По залу прокатился ропот негодования, но Брюс в ответ на тираду только весело и язвительно рассмеялся.
– Этот самонадеянный молодой человек глубочайшим образом заблуждается! – сказал он, обернувшись к Папирусу. – Арестован не я, а, напротив, он со товарищи. Изволь, друг мой, поставить его о сем в известность.
Мумия послушно выступила вперед и направилась к испанцу шуршащим мягким шагом. Встревоженный профессор попросил Михаила помочь ему взгромоздиться на сцену. Лязг доспехов отразился от купола и вернулся вниз железным грохотом. Следом за Серебряковым на подиум взобрались Алиса с Грызловым и сам Швыров. Они подошли к Карлосу одновременно с мумией, встали у него за спиной полукругом.
– Соблаговолите, судари мои, сдать оружие, ежели оно у вас имеется, а равно признать себя побежденными, – прошелестел Папирус, вытягивая руку в сторону четверки друзей. Помолчав, он добавил: – Во избежание разрушения ваших бренных оболочек.
В тот же момент профессор выглянул из-за Карлоса и показал мумии обеими руками, что ей надо срочно поправить четырехуголку. Папирус вопросительно взглянул на рыцаря, который снова повторил тот же жест, изо всех сил моргая глазами в знак подтверждения своей мысли, и даже громко похлопал себя по своему стальному шлему с двух сторон.

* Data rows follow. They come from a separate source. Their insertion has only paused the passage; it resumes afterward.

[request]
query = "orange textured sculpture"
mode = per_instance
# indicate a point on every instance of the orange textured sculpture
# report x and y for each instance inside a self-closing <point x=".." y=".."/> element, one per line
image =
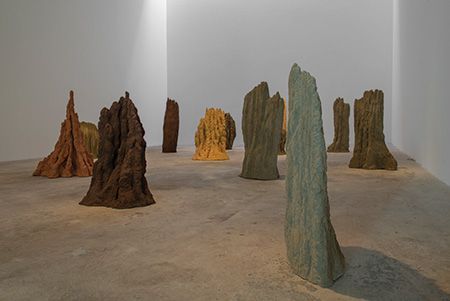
<point x="70" y="157"/>
<point x="211" y="137"/>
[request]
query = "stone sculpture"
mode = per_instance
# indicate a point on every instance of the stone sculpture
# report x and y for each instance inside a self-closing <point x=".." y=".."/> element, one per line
<point x="262" y="120"/>
<point x="70" y="156"/>
<point x="119" y="173"/>
<point x="91" y="137"/>
<point x="171" y="126"/>
<point x="282" y="149"/>
<point x="211" y="137"/>
<point x="370" y="151"/>
<point x="341" y="111"/>
<point x="312" y="248"/>
<point x="230" y="127"/>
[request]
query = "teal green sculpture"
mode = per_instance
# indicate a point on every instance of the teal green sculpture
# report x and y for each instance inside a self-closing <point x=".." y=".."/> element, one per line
<point x="312" y="248"/>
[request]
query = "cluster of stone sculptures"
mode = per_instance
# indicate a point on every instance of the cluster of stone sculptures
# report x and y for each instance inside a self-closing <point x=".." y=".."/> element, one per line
<point x="269" y="129"/>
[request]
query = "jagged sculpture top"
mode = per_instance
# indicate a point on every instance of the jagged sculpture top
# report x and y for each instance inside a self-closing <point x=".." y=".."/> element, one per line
<point x="119" y="173"/>
<point x="313" y="251"/>
<point x="70" y="156"/>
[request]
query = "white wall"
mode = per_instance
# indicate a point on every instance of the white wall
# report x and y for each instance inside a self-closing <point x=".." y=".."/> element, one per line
<point x="421" y="106"/>
<point x="99" y="48"/>
<point x="218" y="50"/>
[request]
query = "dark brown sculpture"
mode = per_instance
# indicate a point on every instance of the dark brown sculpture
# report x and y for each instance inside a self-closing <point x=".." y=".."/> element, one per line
<point x="230" y="127"/>
<point x="370" y="150"/>
<point x="70" y="157"/>
<point x="341" y="111"/>
<point x="282" y="146"/>
<point x="171" y="126"/>
<point x="119" y="173"/>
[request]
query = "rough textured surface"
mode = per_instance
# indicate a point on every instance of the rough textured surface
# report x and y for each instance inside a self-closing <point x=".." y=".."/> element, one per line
<point x="91" y="137"/>
<point x="211" y="137"/>
<point x="230" y="127"/>
<point x="370" y="151"/>
<point x="313" y="251"/>
<point x="341" y="114"/>
<point x="262" y="119"/>
<point x="119" y="173"/>
<point x="215" y="236"/>
<point x="70" y="157"/>
<point x="282" y="149"/>
<point x="171" y="126"/>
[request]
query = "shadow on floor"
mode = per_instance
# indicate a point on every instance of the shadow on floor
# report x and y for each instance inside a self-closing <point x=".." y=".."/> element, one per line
<point x="371" y="275"/>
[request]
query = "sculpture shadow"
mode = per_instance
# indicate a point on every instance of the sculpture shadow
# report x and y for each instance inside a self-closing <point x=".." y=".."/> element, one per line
<point x="371" y="275"/>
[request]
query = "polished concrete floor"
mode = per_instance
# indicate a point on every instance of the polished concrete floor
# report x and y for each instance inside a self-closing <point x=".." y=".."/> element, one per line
<point x="215" y="236"/>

Но как только бумажный человек поднес черные перчатки к голове, Серебряков изо всех сил крикнул:
– Мутабор!
Между позолоченными керамическими бляшками на внутренней стороне перчаток с громким хлопком полыхнул синий разряд, и в ту же секунду Папирус исчез, словно растворился в воздухе. На пол с легким стуком упали две черные перчатки, сверху на них приземлилась четырехуголка с кисточкой. И по залу поплыл запах свежего огурца.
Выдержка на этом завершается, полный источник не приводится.